Today let me sing a little chant in favor of originality and personal difference.
We live tough times for originality. Our globalized world has turned all ranges of human experience into very standard patterns, so all of us are very alike, and most of passions have become collective. Even in those cases when someone, by an extraordinary combination of luck and effort, manages to get away some steps from the flock, in exchange for the freedom he gets, he is usually forced into quite a solitary and under siege existence (OK, I’ll admit it: that’s exactly my case. But others’ too: just off the bat, I think of the poet T.S. Eliot, the philosophers Albert Camus
and Ortega y Gasset
and the psychologist Carl Gustav Jung, all of which have discussed this problem and considered it central in modern world).
That said, I think that the current moment is more suitable to exert personal difference than, say, 20 or 30 years ago. We have come to a point where masks are very much falling, many areas in which a long-sustained hypocrisy is no longer tolerable.
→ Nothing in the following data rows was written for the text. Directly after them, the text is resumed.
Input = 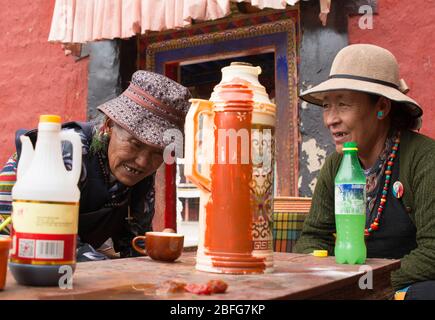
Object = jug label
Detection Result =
[335,184,366,215]
[11,201,79,264]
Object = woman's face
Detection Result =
[108,124,163,187]
[323,90,381,155]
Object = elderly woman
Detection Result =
[295,44,435,299]
[0,71,191,261]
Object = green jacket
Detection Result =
[294,131,435,290]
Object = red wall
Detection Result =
[349,0,435,138]
[0,0,88,167]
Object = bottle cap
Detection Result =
[39,114,61,123]
[313,250,328,257]
[343,142,358,151]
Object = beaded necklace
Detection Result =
[364,132,400,237]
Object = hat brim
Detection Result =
[299,78,423,118]
[97,94,180,149]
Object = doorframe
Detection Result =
[146,19,299,196]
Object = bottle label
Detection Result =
[11,200,79,265]
[335,184,366,215]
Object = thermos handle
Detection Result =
[184,99,213,192]
[60,130,82,184]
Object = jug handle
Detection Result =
[60,130,82,184]
[184,99,213,192]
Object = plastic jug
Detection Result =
[9,115,82,286]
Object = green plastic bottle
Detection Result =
[335,142,367,264]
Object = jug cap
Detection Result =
[343,141,358,151]
[39,114,61,123]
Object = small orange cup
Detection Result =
[0,236,11,290]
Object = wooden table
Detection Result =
[0,252,400,300]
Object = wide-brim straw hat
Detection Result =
[300,44,423,118]
[98,70,191,148]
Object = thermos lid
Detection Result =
[39,114,61,123]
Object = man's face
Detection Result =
[323,90,380,155]
[108,124,163,187]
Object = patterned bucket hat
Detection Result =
[98,70,191,148]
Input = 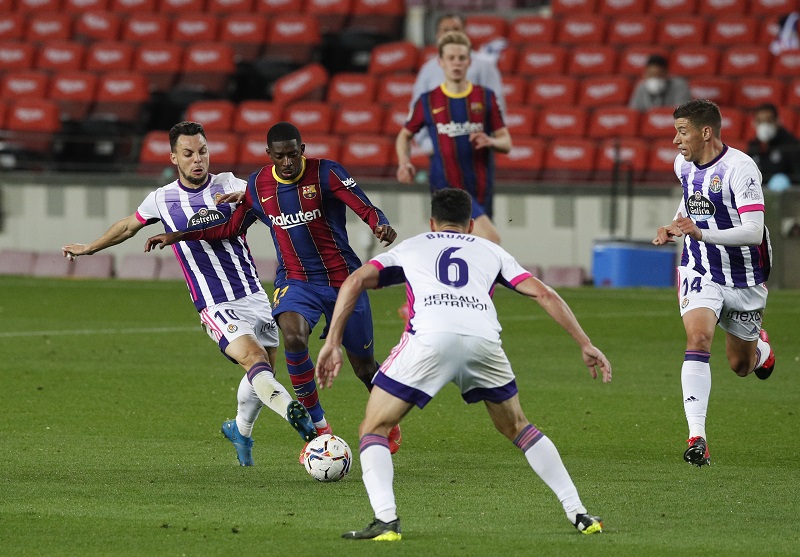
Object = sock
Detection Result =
[681,350,711,440]
[358,433,397,522]
[236,373,264,437]
[514,424,586,524]
[284,348,325,426]
[247,362,292,419]
[753,337,772,369]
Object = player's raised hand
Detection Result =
[581,344,611,383]
[372,224,397,246]
[317,342,343,389]
[144,232,183,253]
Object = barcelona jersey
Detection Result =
[405,84,505,217]
[184,157,389,287]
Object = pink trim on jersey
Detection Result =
[739,203,764,215]
[508,272,533,286]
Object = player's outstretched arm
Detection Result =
[61,215,144,261]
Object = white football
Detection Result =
[304,433,353,482]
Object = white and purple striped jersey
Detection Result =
[675,145,772,288]
[369,232,531,340]
[136,172,263,311]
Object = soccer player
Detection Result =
[395,32,511,243]
[653,100,775,467]
[62,122,316,466]
[145,122,400,462]
[317,188,611,541]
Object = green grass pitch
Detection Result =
[0,278,800,557]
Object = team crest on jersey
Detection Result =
[303,184,317,199]
[686,191,717,221]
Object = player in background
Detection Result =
[145,122,400,462]
[395,32,511,244]
[653,100,775,467]
[62,122,316,466]
[317,188,611,541]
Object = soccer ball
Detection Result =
[304,433,353,482]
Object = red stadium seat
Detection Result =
[517,45,567,79]
[526,76,578,107]
[464,14,508,50]
[25,13,72,43]
[186,99,236,131]
[508,16,556,47]
[706,16,761,47]
[556,14,607,46]
[340,135,395,177]
[83,41,134,73]
[35,41,86,73]
[669,46,719,77]
[333,101,385,135]
[233,100,282,134]
[542,137,597,181]
[325,72,377,104]
[47,71,97,122]
[587,106,642,139]
[367,41,419,75]
[733,77,785,108]
[170,15,219,44]
[607,16,656,46]
[74,12,122,43]
[597,0,647,18]
[536,106,587,138]
[494,137,546,182]
[689,76,733,106]
[262,14,322,64]
[578,75,631,107]
[122,11,170,43]
[503,75,528,106]
[719,46,772,77]
[219,13,267,62]
[375,73,417,108]
[272,63,328,104]
[177,43,236,95]
[639,106,675,139]
[283,102,333,134]
[133,42,184,91]
[0,70,50,100]
[567,46,617,76]
[656,15,707,48]
[90,72,150,124]
[503,105,537,138]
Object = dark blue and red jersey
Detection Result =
[183,157,389,287]
[405,84,506,216]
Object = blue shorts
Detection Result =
[272,279,375,358]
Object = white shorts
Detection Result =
[373,333,517,408]
[678,267,767,340]
[200,291,278,354]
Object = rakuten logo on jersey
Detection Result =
[436,120,483,137]
[269,209,322,230]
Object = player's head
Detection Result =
[267,122,306,182]
[431,188,474,232]
[438,31,472,82]
[169,122,209,186]
[672,99,722,164]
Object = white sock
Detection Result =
[236,374,264,437]
[359,433,397,522]
[681,350,711,440]
[525,435,586,524]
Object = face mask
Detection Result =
[756,122,778,143]
[644,77,667,95]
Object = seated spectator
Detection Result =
[747,103,800,191]
[628,54,692,112]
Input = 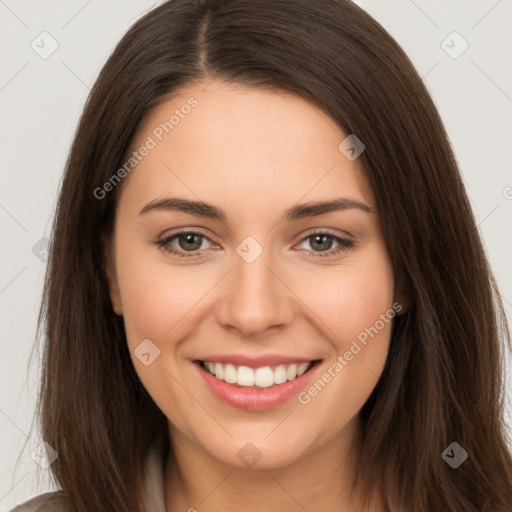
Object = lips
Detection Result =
[201,361,312,388]
[194,355,321,411]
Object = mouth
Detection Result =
[199,361,315,389]
[193,358,322,411]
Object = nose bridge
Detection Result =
[217,237,292,335]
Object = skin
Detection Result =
[106,81,404,512]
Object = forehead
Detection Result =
[116,81,374,221]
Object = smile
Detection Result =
[193,355,322,412]
[201,361,313,389]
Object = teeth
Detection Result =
[203,361,312,388]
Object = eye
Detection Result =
[157,231,209,258]
[157,231,355,258]
[301,231,355,258]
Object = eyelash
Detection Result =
[156,231,356,258]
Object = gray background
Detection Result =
[0,0,512,510]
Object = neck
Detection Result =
[164,419,380,512]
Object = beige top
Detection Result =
[11,448,165,512]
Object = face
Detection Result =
[107,82,400,468]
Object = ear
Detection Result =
[102,236,123,316]
[393,272,410,315]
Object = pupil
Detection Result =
[314,235,332,249]
[180,233,201,250]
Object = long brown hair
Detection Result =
[28,0,512,512]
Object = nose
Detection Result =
[216,242,294,337]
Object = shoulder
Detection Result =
[11,491,69,512]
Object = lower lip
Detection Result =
[195,361,319,411]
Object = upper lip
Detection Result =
[197,354,317,368]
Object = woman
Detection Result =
[11,0,512,512]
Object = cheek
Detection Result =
[301,246,394,346]
[117,240,212,346]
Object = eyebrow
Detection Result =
[139,197,373,223]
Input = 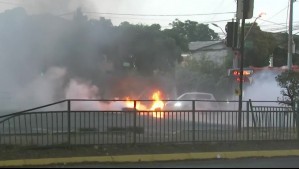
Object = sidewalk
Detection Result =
[0,141,299,167]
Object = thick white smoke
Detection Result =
[65,79,125,110]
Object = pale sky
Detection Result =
[0,0,299,34]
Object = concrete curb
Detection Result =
[0,150,299,167]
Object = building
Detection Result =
[189,41,232,64]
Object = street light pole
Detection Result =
[211,23,226,35]
[244,12,265,40]
[288,0,294,70]
[238,0,246,132]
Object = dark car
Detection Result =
[164,92,219,110]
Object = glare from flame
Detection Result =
[126,91,164,118]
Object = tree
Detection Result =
[164,19,220,52]
[275,70,299,108]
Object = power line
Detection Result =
[58,12,236,16]
[0,1,19,5]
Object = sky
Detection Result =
[0,0,299,35]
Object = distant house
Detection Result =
[189,41,231,64]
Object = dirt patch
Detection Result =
[0,141,299,160]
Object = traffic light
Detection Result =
[237,0,254,19]
[225,22,239,48]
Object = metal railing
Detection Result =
[0,100,298,146]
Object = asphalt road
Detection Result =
[47,157,299,168]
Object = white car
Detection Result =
[164,92,219,110]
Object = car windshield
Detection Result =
[179,93,212,100]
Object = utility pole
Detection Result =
[288,0,294,70]
[238,1,246,131]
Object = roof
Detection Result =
[189,41,223,51]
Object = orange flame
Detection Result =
[125,91,164,118]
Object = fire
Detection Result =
[150,91,164,118]
[125,91,164,118]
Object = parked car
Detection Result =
[164,92,219,110]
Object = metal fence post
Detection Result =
[246,101,249,141]
[133,100,137,144]
[192,100,195,142]
[67,100,71,145]
[293,102,299,140]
The old world has come to an end, that’s a fact, and we are in a standby moment, trying to reach out for the new one. 20, 30 years ago, there was a widespread feeling in the developed world that things were slightly getting better, that this world could stop being a mess if-everybody-did-their-part (cocacola smile here).
Certain expressions, certain behaviors that in those days would have been considered “radical”, “extravagant”, “childish” by the average Joe, are currently common. The “be patient” slogan turned out to be a simple excuse so as not to disturb the cash machine. Now the cash machine has taken the planet to an environmental collapse, bloated the human population to rates far beyond its possibilities of maintenance (and rising), poisoned water, earth and air, and increased the already outrageous gap between those absurdly rich, absurdly fed and absurdly busy, and those who have nothing, nor nothing to eat, nor nothing to do.
In a word: our society is in decomposition. So the answer, if any, is the individual. The building must be built up again from the foundations. And there’s nothing wrong with being a freak in a world where everything is a threat, where there’s nothing to trust but one’s hunches.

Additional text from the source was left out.